Ben Rattray (born ) is an American entrepreneur and the founder of Change.org, an online petition platform launched in 2007. He has also served as the company's chief executive officer.

Rattray was named to the 2012 Time 100 list of influential people and Fortunes 2012 40 Under 40 list. In 2014, he received the Commonwealth Club of California's 21st Century Visionary Award.

== Early life and education ==

Rattray was born in Santa Barbara, California, and attended Dos Pueblos High School, where he participated in athletics and was named homecoming king.

He attended Stanford University, where he studied political science and economics. Rattray initially planned to pursue a career in investment banking, but later became interested in social and political organizing.

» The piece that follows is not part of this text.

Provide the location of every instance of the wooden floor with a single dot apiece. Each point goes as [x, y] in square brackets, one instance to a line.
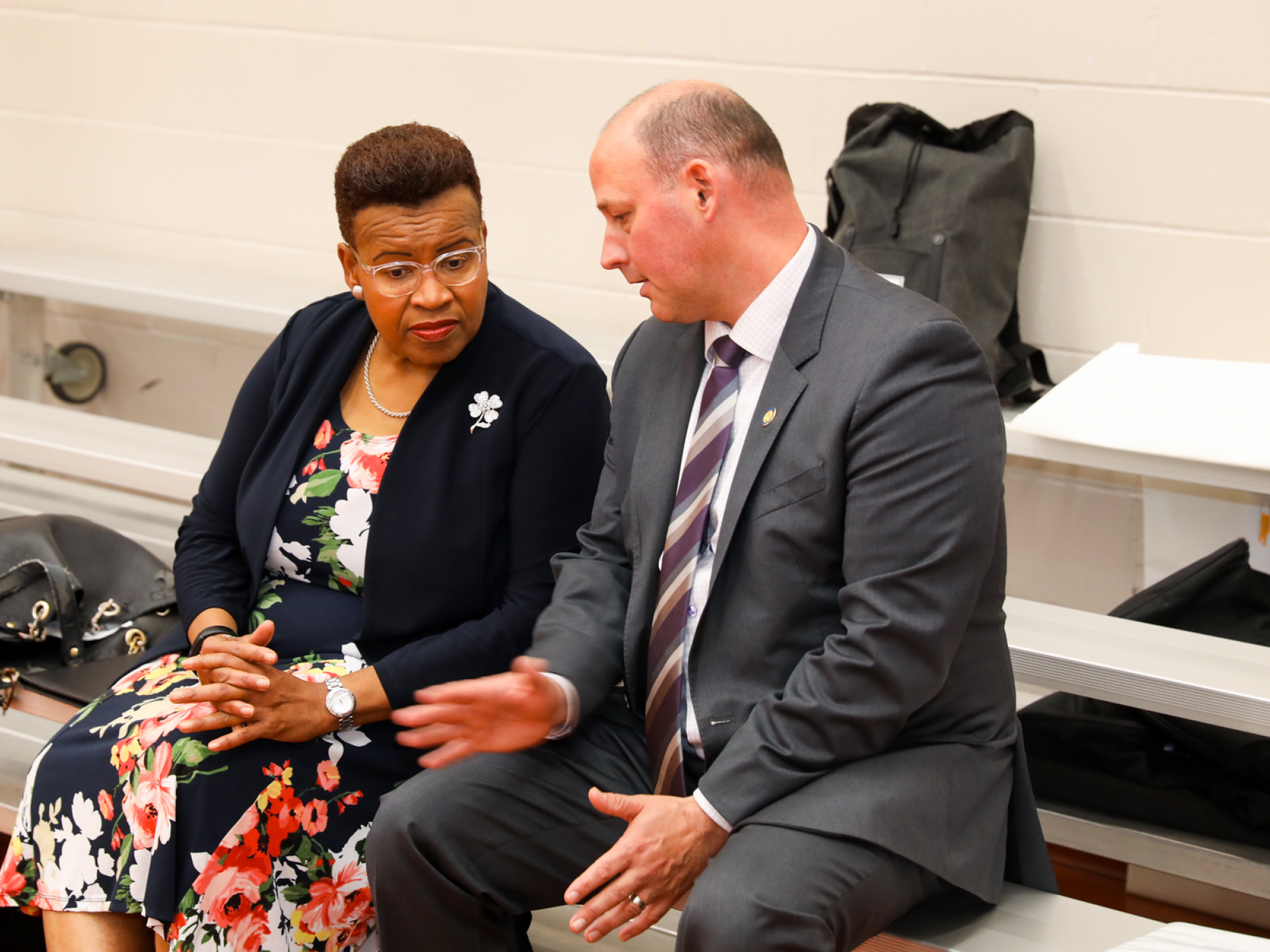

He has said that a conversation with one of his brothers about the challenges faced by gay people influenced his decision to focus on collective action.

Rattray later attended the London School of Economics.

== Change.org ==

Rattray founded Change.org in 2007. The website initially operated as a social network focused on social activism. It was later reorganized as a platform for cause-related blogs before shifting its focus to online petitions in 2011.

Rattray has described the company's goal as changing "the balance of power between individuals and large organizations".

Change.org expanded rapidly during the early 2010s. In February 2012, Rattray said that more than 10,000 petitions were being created on the site each month and that the company's staff had grown from 20 to 100 employees during 2011.

In May 2013, Change.org announced a $15 million investment round led by Omidyar Network. At the time, the company reported more than 35 million users and 170 employees in 18 countries.